I’m such a big, dumb Batman fan that I subscribe to several Bats-related subreddits and Pinterest boards. After playing Batman: Arkham Knight and enjoying its Poison Ivy storyline, I hit the internet boards to find recommendations for Poison Ivy-centric books. One recommendation was this short trade paperback from 1997. It is out of print, although I believe at least a portion of it is in the recently released Batman Arkham: Poison Ivy. Additionally, you can still find used copies of the book on Amazon. That’s what I did.
The trade itself is small – roughly two issues of a standard comic. The art inside looks like the cover art. Based on how Ivy is drawn, I would’ve pegged the book as late ’80s or early ’90s, but it’s only about twenty years old. It’s not a gorgeous book, but the art is fine.
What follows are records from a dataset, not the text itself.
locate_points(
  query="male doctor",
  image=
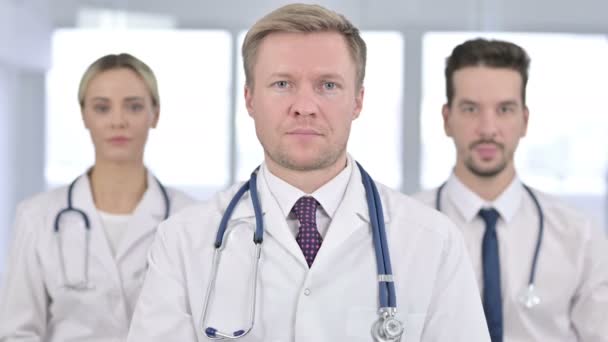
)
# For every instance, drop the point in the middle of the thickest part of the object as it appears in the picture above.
(501, 218)
(317, 279)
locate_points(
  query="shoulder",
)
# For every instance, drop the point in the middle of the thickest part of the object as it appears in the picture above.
(50, 200)
(416, 215)
(179, 199)
(561, 215)
(199, 219)
(427, 197)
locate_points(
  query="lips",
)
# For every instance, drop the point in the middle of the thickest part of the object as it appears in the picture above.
(486, 150)
(303, 131)
(119, 140)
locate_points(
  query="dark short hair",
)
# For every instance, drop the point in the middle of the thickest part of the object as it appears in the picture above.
(489, 53)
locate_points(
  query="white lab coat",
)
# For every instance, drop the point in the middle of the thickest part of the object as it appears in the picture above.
(571, 277)
(34, 305)
(335, 300)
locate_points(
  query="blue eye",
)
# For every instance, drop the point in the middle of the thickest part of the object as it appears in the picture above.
(136, 107)
(330, 85)
(101, 108)
(506, 109)
(281, 84)
(468, 109)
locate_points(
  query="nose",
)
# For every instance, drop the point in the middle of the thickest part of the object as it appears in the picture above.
(305, 102)
(118, 119)
(488, 124)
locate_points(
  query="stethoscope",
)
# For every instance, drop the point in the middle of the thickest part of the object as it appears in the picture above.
(84, 283)
(528, 296)
(386, 328)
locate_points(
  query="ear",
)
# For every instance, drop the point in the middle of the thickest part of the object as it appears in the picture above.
(445, 113)
(358, 102)
(248, 93)
(156, 113)
(526, 117)
(84, 120)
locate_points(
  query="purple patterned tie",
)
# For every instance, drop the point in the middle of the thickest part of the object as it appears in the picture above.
(308, 236)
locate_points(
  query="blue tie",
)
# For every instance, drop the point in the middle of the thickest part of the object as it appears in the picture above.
(492, 300)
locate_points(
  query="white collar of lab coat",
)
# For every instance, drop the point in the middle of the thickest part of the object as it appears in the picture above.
(468, 203)
(354, 193)
(144, 220)
(329, 195)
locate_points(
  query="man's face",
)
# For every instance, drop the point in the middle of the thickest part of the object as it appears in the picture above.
(486, 119)
(303, 99)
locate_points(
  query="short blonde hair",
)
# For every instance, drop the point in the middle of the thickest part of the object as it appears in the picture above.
(123, 60)
(303, 18)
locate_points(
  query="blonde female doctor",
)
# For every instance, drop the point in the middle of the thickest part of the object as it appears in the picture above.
(78, 258)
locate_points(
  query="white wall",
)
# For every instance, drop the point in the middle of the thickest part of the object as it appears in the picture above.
(25, 30)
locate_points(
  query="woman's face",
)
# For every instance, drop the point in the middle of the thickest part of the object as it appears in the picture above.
(118, 112)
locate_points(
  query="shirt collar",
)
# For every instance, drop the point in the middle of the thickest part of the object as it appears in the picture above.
(329, 195)
(468, 203)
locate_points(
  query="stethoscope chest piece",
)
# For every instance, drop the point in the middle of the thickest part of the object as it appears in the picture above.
(387, 328)
(529, 298)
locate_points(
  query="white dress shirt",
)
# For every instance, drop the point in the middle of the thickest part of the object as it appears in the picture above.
(572, 269)
(114, 226)
(329, 197)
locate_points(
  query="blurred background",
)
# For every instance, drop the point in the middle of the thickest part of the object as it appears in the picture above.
(205, 139)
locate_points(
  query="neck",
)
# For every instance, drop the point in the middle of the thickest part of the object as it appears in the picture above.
(307, 181)
(117, 188)
(488, 188)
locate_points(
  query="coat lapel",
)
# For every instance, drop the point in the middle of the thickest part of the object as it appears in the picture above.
(275, 225)
(99, 249)
(351, 216)
(145, 219)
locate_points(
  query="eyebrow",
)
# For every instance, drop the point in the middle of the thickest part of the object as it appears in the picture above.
(323, 76)
(133, 99)
(467, 102)
(509, 103)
The main thing is the writing. I like this Ivy – she wants to create, but, as she says, nothing grows in Gotham. She is tired of destruction and so she moves to her own island in southeast North America and cultivates it as her home. Unfortunately, destructive men use the island to test some kind of next generation napalm. This senseless destruction sends Ivy on a mission for revenge, and it sends Batman on a mission to figure out what Ivy has to do with the weapons testing.
While the art is dates, John Francis Moore captures Ivy, Batman, and Bruce Wayne well. While I’m not up to speed fully on modern Ivy, I think she’s kind of in a grey area in terms of being good or bad. In this book she is closer to The Punisher than a villain. I like this portrayal. I also liked the detective-centric focus on Batman. Violence is rarely deployed in the book – he’s more of a gumshoe than anything.
While this story probably isn’t a must-have for anyone, I do think it’s worth a read if you’re an Ivy completionist.